Depth study into the pit of the five notes --- analyze fuel efficiency

Disclaimer: This article is a blogger original article, follow the CC 4.0 BY-SA copyright agreement, reproduced, please attach the original source link and this statement.

This link: https://blog.csdn.net/LEEANG121/article/details/102510944

Depth study into the pit of the five notes --- analyze fuel efficiency

Fuel efficiency data sets acquired

Cleaning data
Split the training data set and test data set
Separation eigenvalues
Data normalization

model

Trainer
prediction

The official note from Tensorflow tutorial Basic regression: Predict fuel efficiency.
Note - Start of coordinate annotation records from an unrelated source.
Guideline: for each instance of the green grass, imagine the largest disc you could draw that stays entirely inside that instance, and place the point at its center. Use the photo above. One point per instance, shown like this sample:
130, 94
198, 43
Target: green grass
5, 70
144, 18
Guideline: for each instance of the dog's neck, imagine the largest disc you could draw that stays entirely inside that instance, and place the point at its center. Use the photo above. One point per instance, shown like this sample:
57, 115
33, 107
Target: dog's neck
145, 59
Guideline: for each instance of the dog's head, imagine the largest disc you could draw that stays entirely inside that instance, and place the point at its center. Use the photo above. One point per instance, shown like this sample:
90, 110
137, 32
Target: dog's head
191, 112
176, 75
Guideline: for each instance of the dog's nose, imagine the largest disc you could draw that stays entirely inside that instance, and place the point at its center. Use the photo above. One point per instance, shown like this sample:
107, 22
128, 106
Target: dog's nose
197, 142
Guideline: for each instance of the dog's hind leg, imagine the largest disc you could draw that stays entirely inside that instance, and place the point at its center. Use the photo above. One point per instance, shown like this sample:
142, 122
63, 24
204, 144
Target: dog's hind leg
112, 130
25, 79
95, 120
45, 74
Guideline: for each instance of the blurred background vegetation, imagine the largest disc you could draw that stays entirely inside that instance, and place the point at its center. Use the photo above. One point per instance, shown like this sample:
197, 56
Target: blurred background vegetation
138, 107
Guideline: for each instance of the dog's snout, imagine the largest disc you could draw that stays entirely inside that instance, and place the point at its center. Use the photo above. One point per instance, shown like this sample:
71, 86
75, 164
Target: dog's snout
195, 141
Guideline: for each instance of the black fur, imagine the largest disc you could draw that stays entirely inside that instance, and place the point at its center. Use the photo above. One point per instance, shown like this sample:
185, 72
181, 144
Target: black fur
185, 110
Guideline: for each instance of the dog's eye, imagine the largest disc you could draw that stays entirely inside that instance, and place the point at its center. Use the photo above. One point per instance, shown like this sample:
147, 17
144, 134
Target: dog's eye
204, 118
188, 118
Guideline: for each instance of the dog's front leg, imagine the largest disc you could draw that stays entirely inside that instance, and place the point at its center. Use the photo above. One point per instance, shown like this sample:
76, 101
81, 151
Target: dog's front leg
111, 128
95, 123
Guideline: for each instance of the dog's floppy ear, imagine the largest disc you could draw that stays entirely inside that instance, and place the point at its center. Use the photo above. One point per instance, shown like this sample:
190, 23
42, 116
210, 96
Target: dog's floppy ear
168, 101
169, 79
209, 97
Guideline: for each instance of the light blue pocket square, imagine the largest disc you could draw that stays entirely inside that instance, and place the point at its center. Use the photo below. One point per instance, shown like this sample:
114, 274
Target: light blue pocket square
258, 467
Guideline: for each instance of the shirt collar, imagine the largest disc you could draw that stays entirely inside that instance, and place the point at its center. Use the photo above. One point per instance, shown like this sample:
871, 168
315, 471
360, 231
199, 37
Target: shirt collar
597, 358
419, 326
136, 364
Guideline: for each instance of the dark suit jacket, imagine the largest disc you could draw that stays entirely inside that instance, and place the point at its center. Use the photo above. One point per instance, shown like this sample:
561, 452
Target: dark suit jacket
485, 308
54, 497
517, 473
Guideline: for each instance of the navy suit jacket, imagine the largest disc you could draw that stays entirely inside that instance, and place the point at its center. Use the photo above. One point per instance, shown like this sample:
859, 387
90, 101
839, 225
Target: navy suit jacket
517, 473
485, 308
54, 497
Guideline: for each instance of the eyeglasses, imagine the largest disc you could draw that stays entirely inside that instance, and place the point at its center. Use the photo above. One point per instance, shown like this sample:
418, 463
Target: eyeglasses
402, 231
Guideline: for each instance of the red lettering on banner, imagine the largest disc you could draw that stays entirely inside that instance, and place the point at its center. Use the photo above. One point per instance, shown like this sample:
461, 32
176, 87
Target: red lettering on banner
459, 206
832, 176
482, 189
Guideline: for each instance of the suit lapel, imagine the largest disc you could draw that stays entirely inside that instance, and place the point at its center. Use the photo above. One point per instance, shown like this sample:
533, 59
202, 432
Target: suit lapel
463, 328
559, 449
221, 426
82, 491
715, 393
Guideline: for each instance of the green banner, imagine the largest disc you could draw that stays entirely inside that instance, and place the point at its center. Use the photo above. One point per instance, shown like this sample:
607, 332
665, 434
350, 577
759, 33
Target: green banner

The main content of the data for some brief description.
Original tutorial uses the classic AUTO MPG data set was constructed in the late 1970s and early 1980s automobile fuel efficiency of the model to predict. Model is predicted target fuel efficiency-MPG, the parameters comprising: number of cylinders, displacement, horsepower and weight and the like.

Fuel efficiency data sets acquired

#搭建环境，引入数据库
from __future__ import absolute_import, division, print_function, unicode_literals
import warnings
warnings.filterwarnings('ignore')
import pathlib

import matplotlib.pyplot as plt
import pandas as pd
import seaborn as sns

import tensorflow as tf

from tensorflow import keras
from tensorflow.keras import layers

The first step, first download the data set

dataset_path = keras.utils.get_file("auto-mpg.data", "http://archive.ics.uci.edu/ml/machine-learning-databases/auto-mpg/auto-mpg.data")
dataset_path

'C:\\Users\\DELL\\.keras\\datasets\\auto-mpg.data'

Since I downloaded the data set before, thus directly displays the storage location of the data set, before importing the data set with pandas, we can open our first downloadable data sets with VS, take a look at what specific data set
Here Insert Picture Description
as shown above I intercepted the last few lines of the data set, the last few lines of the reasons for the interception will be explained below. Now we import label data set column with pandas

column_names = ['MPG', 'Cylinders','Displacement','Horsepower','Weight',
                'Acceleration', 'Model Year', 'Origin']#添加列标签
#读取csv文件，其中第一行引入列标签
raw_dataset = pd.read_csv(dataset_path, names=column_names,
                      na_values = "?", comment='\t',
                      sep=" ", skipinitialspace=True)
dataset = raw_dataset.copy()
dataset.tail()#显示最后五行数据

Here Insert Picture Description
The figure shows that the data set last five lines of data, which is why we shot the last few rows of ~

Cleaning data

Dataset contains some erroneous data, we need to detect and clear out

dataset.isna().sum()#ISNA函数，是用来检测一个值是否为#N/A，返回TRUE或FALSE

In the above code, the ISNA function, is used to detect whether a value # N / A, returns TRUE or FALSE

MPG             0
Cylinders       0
Displacement    0
Horsepower      6
Weight          0
Acceleration    0
Model Year      0
Origin          0
dtype: int64

In order to ensure simplicity of this initial example, delete those lines.

dataset = dataset.dropna()

Where, 'Origin' column represents the actual classification, rather than a number. Therefore, it is converted to hot code (one-hot)

origin = dataset.pop('Origin')#删除最后一列的数据，同时返回该列元素的数值
#把最后一列分别换成USA Europe 和 Japan
dataset['USA'] = (origin == 1)*1.0
dataset['Europe'] = (origin == 2)*1.0
dataset['Japan'] = (origin == 3)*1.0
dataset.tail()#显示最后五行

Here Insert Picture Description

Split the training data set and test data set

Since the original data set does not elaborate divided into training and test sets, so we need to re-set the dismantling of the original data set and the training data set
precision model training for the training set, with the test set to test the model.

train_dataset = dataset.sample(frac=0.8,random_state=0)
test_dataset = dataset.drop(train_dataset.index)

Separation eigenvalues

Separated from the target feature values or 'tags' so that the tag data and parameter data are separated, the training is a prerequisite. This tag is also training model predicted values.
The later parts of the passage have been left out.